2. Ian McKellen played the part of L S Lowry in a recent BBC documentary, L S Lowry: The Unheard Tapes, based on the tape recordings of a very long interview, never written up, conducted with Lowry over many years by Angela Barratt. I’m not sure the film can be watched outside the UK, for rights reasons, but a skilled user of a VPN might manage to watch? https://www.bbc.co.uk/iplayer/episode/m002rxvm
The short BBC film from the time, included in this piece for the ‘Culture’ section of the BBC website by Greg McKevitt, is also good (and definitely available) https://www.bbc.co.uk/culture/article/20260220-the-darkness-behind-british-artist-ls-lowrys-famous-city-scenes
3. And while I was checking that Lowry URL, I came across this piece by McKevitt, ‘Catastrophe may overwhelm us all’: How Winston Churchill’s ‘Iron Curtain’ speech launched the Cold War 80 years ago https://www.bbc.co.uk/culture/article/20260226-the-churchill-speech-that-launched-the-cold-war
In 1946, less than a year after the end of World War Two, Britain’s wartime leader sounded an urgent warning about the Soviet threat to the West. “From Stettin in the Baltic to Trieste in the Adriatic, an iron curtain has descended across the continent.” In a single sentence, Winston Churchill defined the division between two opposing ways of life: on one side, the capitalist West, on the other side, the communist East. In his speech on 5 March 1946, urging the US to look outwards and resist returning to isolationism, Churchill drew a metaphorical dividing line through Europe, from Germany’s border with northwest Poland to Italy’s border with the part of Yugoslavia that is now Slovenia. It captured a moment suspended between post-war euphoria and the unsettling sense that fresh dangers could lie ahead.
Churchill developed a plan, never implemented, to attack the Soviet Union called Operation Unthinkable; Donald Trump’s ‘plan’ to attack Iran is called Epic Fury.
4. And that last item on Churchill provides the segue to this wonderful radio play, which I’m confident can be listened to outside the UK, Churchill’s Bust, which makes reference to that ‘Iron Curtain’ speech https://www.bbc.co.uk/sounds/play/m002d8v5
When Donald Trump puts the bust of Churchill back in The Oval Office, after several years absence, Winston becomes increasingly disturbed at what he is witnessing. Jon Culshaw and Daniel Weyman star in David Morley’s satirical take on recent events.
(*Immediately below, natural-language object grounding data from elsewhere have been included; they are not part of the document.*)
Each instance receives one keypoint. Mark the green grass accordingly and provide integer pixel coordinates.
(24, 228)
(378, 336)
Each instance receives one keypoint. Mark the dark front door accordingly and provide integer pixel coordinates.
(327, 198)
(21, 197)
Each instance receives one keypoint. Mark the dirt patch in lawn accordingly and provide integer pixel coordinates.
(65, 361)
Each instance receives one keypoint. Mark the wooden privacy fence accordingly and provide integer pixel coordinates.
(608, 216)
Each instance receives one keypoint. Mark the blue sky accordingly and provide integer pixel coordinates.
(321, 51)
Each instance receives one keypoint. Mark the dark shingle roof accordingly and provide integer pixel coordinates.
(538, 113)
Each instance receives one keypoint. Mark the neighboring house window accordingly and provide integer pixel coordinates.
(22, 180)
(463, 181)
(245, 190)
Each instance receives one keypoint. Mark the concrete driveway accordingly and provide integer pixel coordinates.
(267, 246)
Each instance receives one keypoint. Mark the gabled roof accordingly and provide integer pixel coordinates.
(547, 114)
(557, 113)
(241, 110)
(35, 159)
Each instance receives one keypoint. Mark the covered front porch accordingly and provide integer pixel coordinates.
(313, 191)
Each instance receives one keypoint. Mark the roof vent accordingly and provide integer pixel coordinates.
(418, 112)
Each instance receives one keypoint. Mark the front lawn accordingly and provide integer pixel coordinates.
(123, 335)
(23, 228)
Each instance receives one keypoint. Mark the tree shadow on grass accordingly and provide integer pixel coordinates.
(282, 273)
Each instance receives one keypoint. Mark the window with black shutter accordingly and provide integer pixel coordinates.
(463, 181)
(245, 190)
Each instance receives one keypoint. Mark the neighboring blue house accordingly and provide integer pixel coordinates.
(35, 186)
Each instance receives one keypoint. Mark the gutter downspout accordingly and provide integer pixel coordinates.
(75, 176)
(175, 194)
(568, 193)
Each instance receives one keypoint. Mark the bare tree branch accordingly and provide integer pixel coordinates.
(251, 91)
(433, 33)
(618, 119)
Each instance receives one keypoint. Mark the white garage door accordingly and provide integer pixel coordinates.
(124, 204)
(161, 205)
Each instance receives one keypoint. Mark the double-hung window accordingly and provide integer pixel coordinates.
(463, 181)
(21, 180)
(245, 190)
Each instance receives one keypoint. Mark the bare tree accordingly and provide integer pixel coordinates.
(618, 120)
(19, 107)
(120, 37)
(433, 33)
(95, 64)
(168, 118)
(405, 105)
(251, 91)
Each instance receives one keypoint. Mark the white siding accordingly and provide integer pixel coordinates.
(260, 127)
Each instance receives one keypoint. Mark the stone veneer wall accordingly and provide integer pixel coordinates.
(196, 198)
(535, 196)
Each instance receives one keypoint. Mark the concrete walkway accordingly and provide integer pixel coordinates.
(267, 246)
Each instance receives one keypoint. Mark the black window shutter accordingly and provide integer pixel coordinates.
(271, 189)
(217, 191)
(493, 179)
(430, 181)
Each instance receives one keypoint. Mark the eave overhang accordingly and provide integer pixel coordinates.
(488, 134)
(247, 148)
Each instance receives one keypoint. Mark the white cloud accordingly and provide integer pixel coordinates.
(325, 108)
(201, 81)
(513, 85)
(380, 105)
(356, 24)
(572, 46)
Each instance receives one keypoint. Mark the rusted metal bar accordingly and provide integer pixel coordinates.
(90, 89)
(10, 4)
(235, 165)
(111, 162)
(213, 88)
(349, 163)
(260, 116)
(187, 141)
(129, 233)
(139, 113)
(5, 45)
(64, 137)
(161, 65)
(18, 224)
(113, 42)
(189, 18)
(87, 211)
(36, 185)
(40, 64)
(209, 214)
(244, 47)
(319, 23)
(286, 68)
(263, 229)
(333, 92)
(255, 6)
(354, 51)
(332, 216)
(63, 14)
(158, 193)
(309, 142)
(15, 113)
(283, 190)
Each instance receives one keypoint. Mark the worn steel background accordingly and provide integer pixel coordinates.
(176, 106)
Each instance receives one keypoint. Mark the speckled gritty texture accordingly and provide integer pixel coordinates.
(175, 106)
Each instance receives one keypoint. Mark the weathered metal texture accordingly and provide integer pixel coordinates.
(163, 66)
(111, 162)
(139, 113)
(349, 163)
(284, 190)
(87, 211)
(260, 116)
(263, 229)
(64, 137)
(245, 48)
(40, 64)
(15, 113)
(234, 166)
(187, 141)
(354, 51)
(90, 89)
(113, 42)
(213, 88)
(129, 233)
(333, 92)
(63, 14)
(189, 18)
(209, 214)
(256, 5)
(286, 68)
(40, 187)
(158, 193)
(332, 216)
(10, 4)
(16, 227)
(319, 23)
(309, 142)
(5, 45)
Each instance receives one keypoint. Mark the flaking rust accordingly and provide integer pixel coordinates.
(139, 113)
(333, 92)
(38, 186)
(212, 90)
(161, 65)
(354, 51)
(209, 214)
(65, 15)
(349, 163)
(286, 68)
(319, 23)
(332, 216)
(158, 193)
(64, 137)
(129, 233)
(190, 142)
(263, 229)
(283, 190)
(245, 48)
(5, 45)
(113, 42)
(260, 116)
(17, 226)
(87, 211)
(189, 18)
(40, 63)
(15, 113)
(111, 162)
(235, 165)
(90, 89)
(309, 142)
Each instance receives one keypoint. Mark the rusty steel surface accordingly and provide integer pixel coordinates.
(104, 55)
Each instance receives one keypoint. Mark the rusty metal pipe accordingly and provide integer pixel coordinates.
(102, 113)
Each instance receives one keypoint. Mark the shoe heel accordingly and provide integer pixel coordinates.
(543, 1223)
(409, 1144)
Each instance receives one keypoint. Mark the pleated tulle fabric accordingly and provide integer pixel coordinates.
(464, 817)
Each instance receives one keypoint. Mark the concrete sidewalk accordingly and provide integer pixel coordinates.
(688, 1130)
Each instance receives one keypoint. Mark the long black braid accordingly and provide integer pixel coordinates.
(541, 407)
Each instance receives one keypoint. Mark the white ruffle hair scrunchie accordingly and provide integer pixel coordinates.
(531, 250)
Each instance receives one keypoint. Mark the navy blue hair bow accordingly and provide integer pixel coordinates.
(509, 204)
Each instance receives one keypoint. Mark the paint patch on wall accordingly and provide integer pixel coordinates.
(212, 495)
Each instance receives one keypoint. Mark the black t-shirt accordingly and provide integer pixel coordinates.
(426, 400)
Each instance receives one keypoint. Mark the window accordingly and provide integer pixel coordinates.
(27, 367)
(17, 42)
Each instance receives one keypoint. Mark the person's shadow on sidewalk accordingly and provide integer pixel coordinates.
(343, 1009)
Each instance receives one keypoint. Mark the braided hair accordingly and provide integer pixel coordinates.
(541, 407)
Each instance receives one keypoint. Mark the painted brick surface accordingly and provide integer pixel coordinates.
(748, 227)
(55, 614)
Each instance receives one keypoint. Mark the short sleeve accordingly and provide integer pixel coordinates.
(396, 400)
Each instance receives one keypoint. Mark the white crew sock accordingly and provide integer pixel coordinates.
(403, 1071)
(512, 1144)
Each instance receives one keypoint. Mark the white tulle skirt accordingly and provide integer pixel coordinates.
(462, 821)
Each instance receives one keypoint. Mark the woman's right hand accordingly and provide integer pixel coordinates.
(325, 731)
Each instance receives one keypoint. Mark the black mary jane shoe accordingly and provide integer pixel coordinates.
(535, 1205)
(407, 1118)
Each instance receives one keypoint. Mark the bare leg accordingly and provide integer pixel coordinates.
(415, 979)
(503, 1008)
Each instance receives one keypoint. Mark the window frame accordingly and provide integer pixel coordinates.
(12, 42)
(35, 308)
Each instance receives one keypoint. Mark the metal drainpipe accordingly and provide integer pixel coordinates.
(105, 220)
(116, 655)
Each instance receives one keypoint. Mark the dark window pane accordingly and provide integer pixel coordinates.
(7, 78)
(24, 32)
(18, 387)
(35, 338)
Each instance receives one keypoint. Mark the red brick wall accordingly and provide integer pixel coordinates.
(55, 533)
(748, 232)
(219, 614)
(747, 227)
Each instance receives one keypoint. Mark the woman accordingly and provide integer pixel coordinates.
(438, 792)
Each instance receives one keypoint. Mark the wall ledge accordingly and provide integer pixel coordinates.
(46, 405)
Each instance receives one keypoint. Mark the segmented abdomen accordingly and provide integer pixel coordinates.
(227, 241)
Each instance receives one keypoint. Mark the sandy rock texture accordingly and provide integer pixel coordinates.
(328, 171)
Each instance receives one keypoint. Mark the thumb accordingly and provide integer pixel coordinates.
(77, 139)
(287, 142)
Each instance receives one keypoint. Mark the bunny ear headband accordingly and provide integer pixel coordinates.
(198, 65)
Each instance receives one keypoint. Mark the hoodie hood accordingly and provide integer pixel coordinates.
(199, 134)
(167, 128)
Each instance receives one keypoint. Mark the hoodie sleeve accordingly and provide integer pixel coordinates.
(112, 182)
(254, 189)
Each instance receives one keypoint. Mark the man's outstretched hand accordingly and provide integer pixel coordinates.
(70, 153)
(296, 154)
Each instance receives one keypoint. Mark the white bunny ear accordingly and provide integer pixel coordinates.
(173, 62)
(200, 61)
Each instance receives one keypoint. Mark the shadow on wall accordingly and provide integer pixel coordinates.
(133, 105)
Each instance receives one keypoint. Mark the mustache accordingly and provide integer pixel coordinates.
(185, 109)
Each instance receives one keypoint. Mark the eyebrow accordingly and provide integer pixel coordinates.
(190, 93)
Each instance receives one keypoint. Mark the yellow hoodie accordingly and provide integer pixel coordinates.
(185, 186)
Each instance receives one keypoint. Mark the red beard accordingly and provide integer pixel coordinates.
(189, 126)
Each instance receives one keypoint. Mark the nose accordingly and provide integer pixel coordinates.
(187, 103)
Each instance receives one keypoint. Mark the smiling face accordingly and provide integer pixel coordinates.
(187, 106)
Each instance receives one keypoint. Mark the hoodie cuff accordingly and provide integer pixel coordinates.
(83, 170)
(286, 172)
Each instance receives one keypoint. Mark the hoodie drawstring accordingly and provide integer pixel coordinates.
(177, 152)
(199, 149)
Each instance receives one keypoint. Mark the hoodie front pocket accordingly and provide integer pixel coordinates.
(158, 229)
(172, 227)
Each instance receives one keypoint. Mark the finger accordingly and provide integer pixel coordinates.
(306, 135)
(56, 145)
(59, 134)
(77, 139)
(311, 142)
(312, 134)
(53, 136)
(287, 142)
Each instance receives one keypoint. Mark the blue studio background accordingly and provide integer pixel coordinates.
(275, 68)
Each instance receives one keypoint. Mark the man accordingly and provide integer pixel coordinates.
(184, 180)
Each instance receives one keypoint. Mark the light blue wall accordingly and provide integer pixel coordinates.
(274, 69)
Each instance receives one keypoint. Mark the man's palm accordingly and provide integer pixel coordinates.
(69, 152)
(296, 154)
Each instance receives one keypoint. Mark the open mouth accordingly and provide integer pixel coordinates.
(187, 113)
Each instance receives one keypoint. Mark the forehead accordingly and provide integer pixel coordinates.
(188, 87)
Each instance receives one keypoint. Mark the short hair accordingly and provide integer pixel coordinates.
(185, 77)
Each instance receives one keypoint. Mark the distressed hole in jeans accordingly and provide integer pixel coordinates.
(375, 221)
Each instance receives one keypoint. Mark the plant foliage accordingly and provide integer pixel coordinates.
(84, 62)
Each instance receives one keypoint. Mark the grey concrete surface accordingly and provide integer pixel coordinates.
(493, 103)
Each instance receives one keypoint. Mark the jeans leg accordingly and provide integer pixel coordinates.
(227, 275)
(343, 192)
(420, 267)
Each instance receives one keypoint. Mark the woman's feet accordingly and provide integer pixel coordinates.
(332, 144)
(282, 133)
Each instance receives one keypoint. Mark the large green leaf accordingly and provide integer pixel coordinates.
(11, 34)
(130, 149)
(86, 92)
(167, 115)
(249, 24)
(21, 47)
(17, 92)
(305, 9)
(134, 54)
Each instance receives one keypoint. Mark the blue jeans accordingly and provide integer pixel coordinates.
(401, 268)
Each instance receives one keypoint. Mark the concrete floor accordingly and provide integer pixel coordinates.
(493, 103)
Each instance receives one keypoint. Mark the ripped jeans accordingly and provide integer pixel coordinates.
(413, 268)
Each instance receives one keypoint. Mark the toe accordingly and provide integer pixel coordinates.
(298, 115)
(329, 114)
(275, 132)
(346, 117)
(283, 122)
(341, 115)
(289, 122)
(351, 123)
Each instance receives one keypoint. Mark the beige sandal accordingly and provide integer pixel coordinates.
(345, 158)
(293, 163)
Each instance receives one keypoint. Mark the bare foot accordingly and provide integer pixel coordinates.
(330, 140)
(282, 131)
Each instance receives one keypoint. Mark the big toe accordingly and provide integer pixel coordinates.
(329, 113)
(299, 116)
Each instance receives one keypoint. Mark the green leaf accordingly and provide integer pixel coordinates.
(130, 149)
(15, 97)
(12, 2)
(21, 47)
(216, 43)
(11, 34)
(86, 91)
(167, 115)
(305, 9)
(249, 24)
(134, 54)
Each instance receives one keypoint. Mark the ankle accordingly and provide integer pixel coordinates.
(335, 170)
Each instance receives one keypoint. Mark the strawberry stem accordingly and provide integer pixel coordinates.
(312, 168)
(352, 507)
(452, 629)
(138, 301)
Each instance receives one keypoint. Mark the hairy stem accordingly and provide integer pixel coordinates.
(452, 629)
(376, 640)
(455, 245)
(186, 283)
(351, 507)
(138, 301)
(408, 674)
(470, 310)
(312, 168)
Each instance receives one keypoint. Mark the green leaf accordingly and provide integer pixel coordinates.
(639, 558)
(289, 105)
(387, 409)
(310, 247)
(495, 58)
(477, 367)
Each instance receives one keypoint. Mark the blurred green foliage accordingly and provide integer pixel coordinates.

5. And, finally and apocalyptically, The Alister Heath Headline Generator from the surprisingly, disarmingly self-aware Daily Telegraph https://stirring-fox-7e1fab.netlify.app/ I prompted the generator with ‘English language teaching’ and it produced the following headline, How English language teaching became the ultimate symbol of Britain’s humiliating global irrelevance.